第19話:城内の整理 — 参謀の一日
第19話:城内の整理 — 参謀の一日
王都・城内。朝の光が石畳に柔らかく差し込み、城門前では衛兵たちが日課の巡回を始めていた。
俺は書庫から資料を手に取り、倉庫へ向かう途中だった。手にした紙には、昨日の小競り合いで損傷した物資や、補充が必要な備品のリストがぎっしり並んでいる。数字は正確に、誤差ゼロを目指す。
「参謀、もう行くのか?」
背後からリディアの声がした。鎧は着ていないが、軽装でも威圧感は変わらない。
「倉庫と訓練棟を確認する。小競り合いで物資に混乱が出ているからな」
「……また数字か。たまには休めばいいのに」
「休むのは効率が下がったときの最終手段だ」
リディアは肩をすくめ、軽くため息をついた。
倉庫に入ると、木箱や袋が整然と並んでいるかのように見えるが、よく見ると破損や乱れがある。俺はまずリストと照合し、損傷の度合いを計算した。次に必要な補充数と再配置の手順を紙に書き出す。
「参謀、何やってるんだ? 数字ばかり見て、目はどこにあるんだ?」
振り返ると、リディアが腕を組んで立っていた。
「物資の損傷率と補充必要量を計算中だ。効率的な配置を決めれば、補充時間も短縮できる」
「……ややこしい男」
リディアは笑いながらも、俺の計算表に目を走らせる。数字の列が延々と並ぶ様子は、彼女にとって呪文のように見えるのかもしれない。
計算を終え、指示を書き込んだ紙を兵士に手渡す。
「この順序で整理しろ。補充は赤マークの優先度順だ」
兵士たちは小さく頷き、淡々と動き出す。手順通りに進めば、混乱は最小限で済む。だが、計算通りにはいかないこともある。それを予測して、少し余裕を持たせた数字を加えてあるのが参謀流だ。

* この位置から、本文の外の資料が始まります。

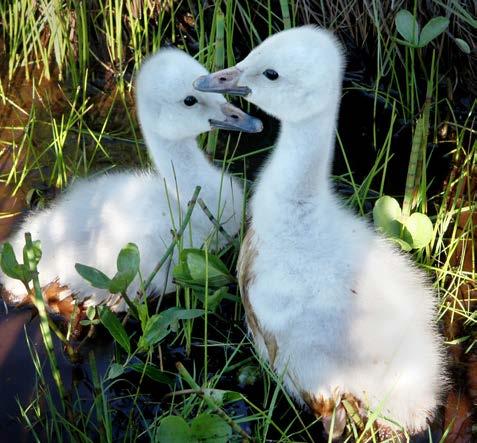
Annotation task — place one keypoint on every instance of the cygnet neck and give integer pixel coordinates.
(179, 162)
(299, 168)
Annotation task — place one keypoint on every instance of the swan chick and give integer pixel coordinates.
(96, 217)
(330, 303)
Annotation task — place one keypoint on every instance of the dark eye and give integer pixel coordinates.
(190, 100)
(270, 74)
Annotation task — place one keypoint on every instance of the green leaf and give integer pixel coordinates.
(154, 373)
(420, 229)
(10, 265)
(174, 429)
(433, 28)
(115, 328)
(90, 312)
(128, 260)
(93, 275)
(407, 26)
(463, 45)
(404, 245)
(119, 283)
(386, 213)
(128, 267)
(115, 370)
(33, 255)
(143, 313)
(211, 429)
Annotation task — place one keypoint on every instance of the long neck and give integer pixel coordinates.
(180, 163)
(299, 168)
(184, 166)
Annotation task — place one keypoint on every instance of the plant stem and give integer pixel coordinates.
(177, 237)
(40, 305)
(209, 400)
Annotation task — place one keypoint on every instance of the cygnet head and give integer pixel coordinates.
(169, 107)
(292, 75)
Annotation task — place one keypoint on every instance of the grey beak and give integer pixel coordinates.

昼前、訓練棟に向かう途中で、リディアがぽつりと言った。
「参謀、今日はさっきの茶室みたいな時間はないのか?」
「……計算と整理で手一杯だ。だが、兵士たちの訓練を確認する間に、短い休憩は取れる」
「短いじゃダメだ。参謀にも息抜きが必要だろう」
言われてみればその通りだ。数字の海に沈みすぎると、頭が熱を帯びる。
「では、午後の報告後に再び茶室に行くか?」
リディアは微笑み、軽く頷いた。
訓練棟に着くと、若い兵士たちが剣や盾の基礎練習をしていた。俺は数字を控えつつも、動きの効率を観察する。手順の不備や無駄な動きを見つけるたびに、軽くメモを取る。数値化できない部分もあるが、経験で補うしかない。
「参謀、ここはこうしたほうが効率がいい」
リディアが腕を組んで指摘する。俺は頷き、数字に変換して計画に組み込む。
「君の感覚は、時に数字より正確だな」
「それを言うなら、あなたも……」
二人で軽く笑った瞬間、兵士たちの集中した動きに囲まれ、数字と感覚の間で世界が静かに回る。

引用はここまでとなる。